Cette structure, estiment les auteurs d'un rapport remis lundi au ministre francais de la justice serait "un signal fort de la volonté française de lutter contre les crimes internationaux les plus graves".
Cette proposition avait été faite en décembre, par des avocats et des Organisations non-gouvernementales (ONG), relayés en avril par Bernard Kouchner, le ministre francais des affaires étrangères.
"Le traitement de ce type d'affaires exige à l'évidence, au-delà d'une excellente pratique de la procédure pénale une connaissance très approfondie, historique et géopolitique du contexte dans lequel ces crimes ont été commis, que seule la constitution d'une unité de juges d'instruction spécialisée devrait permettre", avait écrit en avril le chef de la diplomatie à son homologue de la Justice, Rachida Dati.

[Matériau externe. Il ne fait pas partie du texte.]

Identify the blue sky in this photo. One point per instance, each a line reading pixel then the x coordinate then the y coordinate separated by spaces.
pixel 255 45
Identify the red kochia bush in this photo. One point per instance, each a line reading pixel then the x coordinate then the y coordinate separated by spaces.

Les juridictions françaises, en vertu de la loi d'adaptation du statut du Tribunal pénal international pour le Rwanda (TPIR) intégrée dans le code pénal en 1996, ont compétence universelle pour juger des Rwandais soupçonnés de génocide, dès lors qu'ils se trouvent sur le territoire français.
Actuellement, dix procédures judiciaires visant des génocidaires présumées sont instruites par deux juges d'instruction parisiens. Celle contre le prêtre Wenceslas Munyeshyaka date de 1995. L'une des dernière concerne Agathe Habyarimana, la veuve de l'ancien président rwandais dont l'assassinat en avril 1994 est considéré comme l'élément déclencheur du génocide.

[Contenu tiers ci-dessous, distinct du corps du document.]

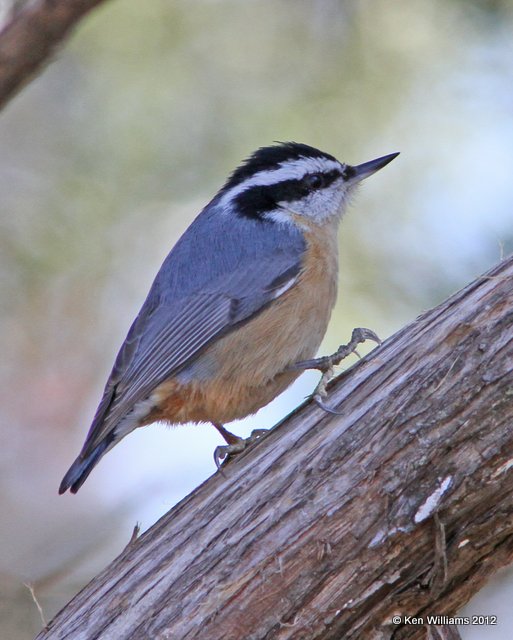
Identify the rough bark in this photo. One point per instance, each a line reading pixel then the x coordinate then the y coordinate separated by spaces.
pixel 30 38
pixel 331 525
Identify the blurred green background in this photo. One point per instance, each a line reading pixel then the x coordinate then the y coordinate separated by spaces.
pixel 107 157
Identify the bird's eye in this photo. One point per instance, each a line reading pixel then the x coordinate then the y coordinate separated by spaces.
pixel 314 181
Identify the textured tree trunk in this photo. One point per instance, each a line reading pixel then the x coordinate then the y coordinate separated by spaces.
pixel 332 525
pixel 29 39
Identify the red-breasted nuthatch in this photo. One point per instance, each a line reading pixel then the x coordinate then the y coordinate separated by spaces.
pixel 239 305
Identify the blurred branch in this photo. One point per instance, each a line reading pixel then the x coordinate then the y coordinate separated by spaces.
pixel 29 39
pixel 332 525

D'ici à 2010, le TPIR doit clore les procès. Avant cette date, des procédures pourraient être transférées vers des juridictions françaises. Cependant, des difficultés juridiques existent car celles du TPIR sont instruites sous la forme accusatoire, l'instruction étant faite à l'audience. Elles seraient pourtant jugées en France dans un système inquisitoire, "ce qui suppose un travail spécifique dans le cadre de l'instruction", note le rapport.
"Les juges d'instruction à Paris n'ont pas les moyens de poursuivre les investigations", estime Me William Bourdon, avocat spécialisé dans la défense des droits de l'homme qui demande depuis plusieurs années la création d'une telle structure. "Il faut leur donner les moyens pour enfin que puissent se tenir à Paris devant la cour d'assises, les procès de génocidaires présumés".

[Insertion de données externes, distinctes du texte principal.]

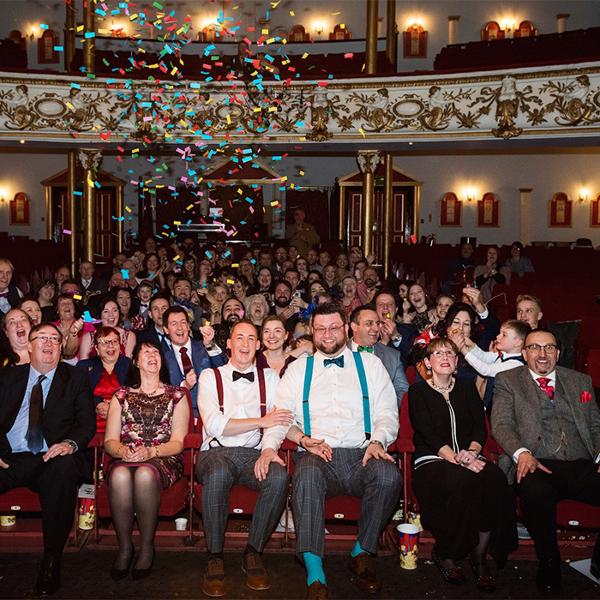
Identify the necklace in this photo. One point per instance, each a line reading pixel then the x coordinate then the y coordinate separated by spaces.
pixel 440 388
pixel 152 393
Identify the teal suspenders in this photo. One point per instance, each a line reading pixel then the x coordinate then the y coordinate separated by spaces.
pixel 310 363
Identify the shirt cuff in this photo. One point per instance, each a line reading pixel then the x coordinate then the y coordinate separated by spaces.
pixel 519 452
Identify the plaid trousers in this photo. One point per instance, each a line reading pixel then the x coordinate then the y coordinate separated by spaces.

Le rapport évoque également l'adaptation en droit français des textes portant sur le statut de la Cour pénale internationale (CPI). De nombreuses associations se sont insurgées contre un amendement voté le 10 juin par le Sénat restreignant la portée de la compétence universelle des juridictions françaises. Il prévoit que celles-ci pourront juger des personnes étrangères résidant habituellement en France, et non plus de passage, qui auraient commis des crimes relevant de la compétence de la CPI dans le cas où celle-ci aurait décliné sa compétence.
"Si cet amendement était entériné par l'Assemblée nationale, la France deviendrait l'un des rares pays à permettre aux criminels contre l'humanité, criminels de guerre et responsables de génocide de circuler en toute liberté sur son territoire", s'étaient indignés le 12 juin l'association Survie et le Collectif des parties civiles pour le Rwanda. Par ailleurs, le texte adopté par le Sénat prévoit que seul le parquet puisse engager des poursuites et non plus les victimes ou associations de victimes.
"L'outil de compétence universelle reste un outil indispensable pour juger les crimes internationaux", assure William Bourdon qui souligne que ce sont les associations ou ONG qui depuis 15 ans sont à l'initiative de poursuites à l'encontre de génocidaires présumés. "Le pôle spécialisé, c'est bien. Mais les engagements internationaux de la France risquent de rester lettre morte si on laisse au parquet le monopole des poursuites".
La Suède, les Pays-Bas ou la Norvège ont constitué des unités spécifiques de procureurs et policiers pour enquêter sur ces infractions.